Courtney tells 8 On Your Side she has no idea who could have been responsible for the swatting incident and the online hack.

“I think it was just a random act by someone and it was just incredibly cruel. It is a really terrible thing to do a person or to a family. They have kind of taken a little bit of our peace that we had that everyone should be able to have in their home, they take that from you,” said the mother of two.

North Port Police are actively investigating the incident.

“Somebody called in a false report of a potential homicide with explosives at the home. It didn’t necessarily add up right away, but we had to take every precaution just in case.

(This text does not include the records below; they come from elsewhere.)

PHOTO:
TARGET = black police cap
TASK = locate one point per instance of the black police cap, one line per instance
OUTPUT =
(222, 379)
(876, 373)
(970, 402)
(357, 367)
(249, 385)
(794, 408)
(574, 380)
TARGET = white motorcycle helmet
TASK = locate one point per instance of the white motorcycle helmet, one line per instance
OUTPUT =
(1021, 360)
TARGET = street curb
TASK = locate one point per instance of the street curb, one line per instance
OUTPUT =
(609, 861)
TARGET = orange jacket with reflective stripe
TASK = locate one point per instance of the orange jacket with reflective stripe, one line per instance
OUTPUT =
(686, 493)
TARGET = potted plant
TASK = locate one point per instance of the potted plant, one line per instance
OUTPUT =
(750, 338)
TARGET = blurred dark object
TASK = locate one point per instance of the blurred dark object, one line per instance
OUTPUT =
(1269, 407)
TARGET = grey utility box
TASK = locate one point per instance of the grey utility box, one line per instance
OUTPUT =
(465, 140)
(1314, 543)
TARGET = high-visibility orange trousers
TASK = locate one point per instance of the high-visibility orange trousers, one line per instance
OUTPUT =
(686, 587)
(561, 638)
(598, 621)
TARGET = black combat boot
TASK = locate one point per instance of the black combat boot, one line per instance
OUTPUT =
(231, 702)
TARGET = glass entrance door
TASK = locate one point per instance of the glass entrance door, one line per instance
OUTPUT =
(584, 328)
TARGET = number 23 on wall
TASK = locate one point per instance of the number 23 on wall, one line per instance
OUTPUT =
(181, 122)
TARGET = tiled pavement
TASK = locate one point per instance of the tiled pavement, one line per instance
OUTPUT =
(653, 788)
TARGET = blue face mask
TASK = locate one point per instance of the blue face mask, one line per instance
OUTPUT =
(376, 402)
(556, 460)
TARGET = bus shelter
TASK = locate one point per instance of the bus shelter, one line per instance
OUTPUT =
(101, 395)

Unfortunately because of the proximity to a nearby school caused it to be locked down for a short period of time, but within 20 or 30 minutes, we were able to determine that it wasn’t legit. We were able to make contact with the homeowner who certainly wasn’t deceased and asked her to come out and went through the process of confirming that it was in fact an elaborate prank,” said North Port Police Dept. Public Information Officer Josh Taylor.

8 On Your Side contacted officials with Ring for comment. Officials confirm Ring systems were not compromised and they are actively working with local and federal law enforcement to investigate and hold criminals in these cases accountable.

“Based on our ongoing investigation, a small number of Ring accounts appear to have been accessed by bad actors using compromised email accounts — Ring systems were not compromised. We promptly notified these customers and reset their Ring passwords so they could secure both their Ring and personal email accounts. Swatting is a serious crime and we’re working with law enforcement to hold the bad actors accountable and protect customers.”

They provided the following security tips to help protect your account.

8 On Your Side also spoke with an official with Cyber Florida at USF about steps folks can take to protect their online accounts.

“Just be thoughtful about what you’ve got connected to your home network because this not only happens with Ring but it happens with smart TVs, smart fridges, smart thermostats, all of these things are hackable and if any of these things such as a smart TV has a camera or a microphone, then cyber criminals can watch you and listen to you from your smart TV,” said Cyber Florida spokeswoman Kate Whitaker. “So you want to make sure that you always are following the directions that come with a device for basic security. You should always be allowed to set a new password, don’t use the default password that came with it. A lot of times companies reuse those. You always want to set your own password and you want to make sure your home Wi-Fi network is password-protected with a good strong password. Those basic steps will help prevent a lot of these kinds of incidents,” said Whitaker.